This **question aims** to find the height of the sprinter where the gravitational potential energy is equal to kinetic energy for the world’s fastest human who can reach the speed of 11m/s. The** kinetic energy** of an object is due to its motion. When work is done on an object by applying a net force that transfers energy, the object accelerates, thereby gaining kinetic energy.

**Kinetic energy** is given by the formula:

\[K=\dfrac{1}{2}mv^2\]

The **potential** of the potential object arises from this **position**. **For example**, a **heavy ball in a demolition machine stores energy when it is high**. This stored potential is called **potential energy**. Depending on the position, the **taut bow** can also conserve energy. **Gravity or gravitational force** can be a huge object in relation to something larger because of the force of gravity.

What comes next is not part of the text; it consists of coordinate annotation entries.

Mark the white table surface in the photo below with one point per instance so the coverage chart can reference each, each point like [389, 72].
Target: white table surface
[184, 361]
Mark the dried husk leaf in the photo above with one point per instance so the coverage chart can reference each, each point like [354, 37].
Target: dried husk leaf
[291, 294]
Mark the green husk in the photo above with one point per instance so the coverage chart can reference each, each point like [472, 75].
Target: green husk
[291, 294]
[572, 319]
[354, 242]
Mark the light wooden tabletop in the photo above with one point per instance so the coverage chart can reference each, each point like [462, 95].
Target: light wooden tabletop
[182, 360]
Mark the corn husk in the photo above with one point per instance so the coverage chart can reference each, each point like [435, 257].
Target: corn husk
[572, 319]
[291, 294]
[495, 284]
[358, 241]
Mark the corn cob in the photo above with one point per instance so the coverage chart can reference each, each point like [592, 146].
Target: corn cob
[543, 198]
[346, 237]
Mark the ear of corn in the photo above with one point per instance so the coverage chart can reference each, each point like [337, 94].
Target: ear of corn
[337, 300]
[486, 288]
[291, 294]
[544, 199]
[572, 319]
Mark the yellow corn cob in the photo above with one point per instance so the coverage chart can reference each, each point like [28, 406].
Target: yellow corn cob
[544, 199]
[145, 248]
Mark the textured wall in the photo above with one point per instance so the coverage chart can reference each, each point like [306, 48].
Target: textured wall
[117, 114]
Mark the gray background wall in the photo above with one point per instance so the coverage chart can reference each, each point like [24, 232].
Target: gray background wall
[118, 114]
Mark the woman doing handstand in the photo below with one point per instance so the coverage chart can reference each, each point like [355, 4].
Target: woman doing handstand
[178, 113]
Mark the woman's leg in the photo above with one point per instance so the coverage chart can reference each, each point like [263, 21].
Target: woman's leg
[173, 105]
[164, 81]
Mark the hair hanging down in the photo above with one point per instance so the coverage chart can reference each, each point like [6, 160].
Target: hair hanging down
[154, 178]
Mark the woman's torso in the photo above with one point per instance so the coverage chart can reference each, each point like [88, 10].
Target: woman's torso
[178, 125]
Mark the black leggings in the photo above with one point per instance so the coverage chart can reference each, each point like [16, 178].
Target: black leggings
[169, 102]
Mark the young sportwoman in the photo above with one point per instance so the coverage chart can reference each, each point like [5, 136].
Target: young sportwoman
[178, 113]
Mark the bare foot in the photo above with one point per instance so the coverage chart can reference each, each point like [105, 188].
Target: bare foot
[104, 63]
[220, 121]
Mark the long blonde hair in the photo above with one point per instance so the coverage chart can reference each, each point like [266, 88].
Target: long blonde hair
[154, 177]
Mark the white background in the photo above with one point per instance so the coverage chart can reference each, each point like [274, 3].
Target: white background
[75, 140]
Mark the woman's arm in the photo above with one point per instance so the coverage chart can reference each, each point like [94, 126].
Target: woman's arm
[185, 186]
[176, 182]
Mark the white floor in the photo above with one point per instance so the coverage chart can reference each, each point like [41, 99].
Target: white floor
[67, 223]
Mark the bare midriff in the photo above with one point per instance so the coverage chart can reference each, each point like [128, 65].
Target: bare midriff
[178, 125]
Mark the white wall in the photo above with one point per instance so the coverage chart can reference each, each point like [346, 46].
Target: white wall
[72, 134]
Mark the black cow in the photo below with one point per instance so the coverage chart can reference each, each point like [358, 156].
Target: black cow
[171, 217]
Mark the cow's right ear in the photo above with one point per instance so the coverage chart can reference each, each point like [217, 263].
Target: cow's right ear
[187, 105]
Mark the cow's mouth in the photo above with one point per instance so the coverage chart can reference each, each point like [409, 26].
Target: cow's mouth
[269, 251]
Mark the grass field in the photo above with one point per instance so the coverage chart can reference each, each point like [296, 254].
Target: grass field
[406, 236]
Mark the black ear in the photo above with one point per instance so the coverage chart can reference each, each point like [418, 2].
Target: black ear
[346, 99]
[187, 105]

The **potential energy** associated with the field of gravity is released (converted into kinetic energy) as objects cross each other.

**Gravitational potential energy** is given by the formula:

\[U=mgh\]

## Expert Answer

**Speed** is given in the question as:

\[v_{human}=v=11\dfrac{m}{s}\]

**Gravitational potential energy** is given as:

\[U=mgh\]

**kinetic energy** is given as:

\[K=\dfrac{1}{2}mv^2\]

$g$ is given as **gravitational acceleration constant** and its value is given as:

\[g=9.8\dfrac{m}{s^2}\]

To increase the **gravitational potential energy** by an amount **equal** to the **kinetic energy** at full speed, the kinetic energy **must be equal** to the gravitational potential energy.

\[K=U\]

\[\dfrac{1}{2}mv^2=mgh\]

\[\dfrac{v^2}{2}=gh\]

\[h=\dfrac{v^2}{2g}\]

**Plug** the values of the gravity $g$ and speed $v$ into the formula to calculate height.

\[h=\dfrac{11^2}{2\times9.8}\]

\[h=6.17m\]

He needs to **climb** $6.17m$ **above the ground**.

## Numerical Result

The **person needs to climb** $6.17m$ above the ground in order to make **kinetic energy equal to gravitational potential energy**.

## Example

The **world’s fastest humans** can reach speeds of about $20\dfrac{m}{s}$. How high does such a sprinter have to climb to **increase the gravitational potential energy by an amount equal to the kinetic energy at full speed**?

**Speed** is given as:

\[v_{human}=v=20\dfrac{m}{s}\]

**Gravitational potential energy** is given as:

\[U=mgh\]

**kinetic energy** is given as:

\[K=\dfrac{1}{2}mv^2\]

“g” is given as **gravitational acceleration constant** and its value is given as:

\[g=9.8\dfrac{m}{s^2}\]

To increase the **gravitational potential energy** by an amount **equal** to the **kinetic energy** at full speed, the kinetic energy **must be equal** to the gravitational potential energy.

\[K=U\]

\[\dfrac{1}{2}mv^2=mgh\]

\[\dfrac{v^2}{2}=gh\]

\[h=\dfrac{v^2}{2g}\]

**Plug** the values of the gravity $g$ and speed $v$ into the formula to calculate height.

\[h=\dfrac{20^2}{2\times9.8}\]

\[h=20.4m\]

He needs to **climb** $20.4m$ **above the ground**.

The **person needs to climb** $20.4m$ above the ground in order to **make kinetic energy equal to gravitational potential energy**.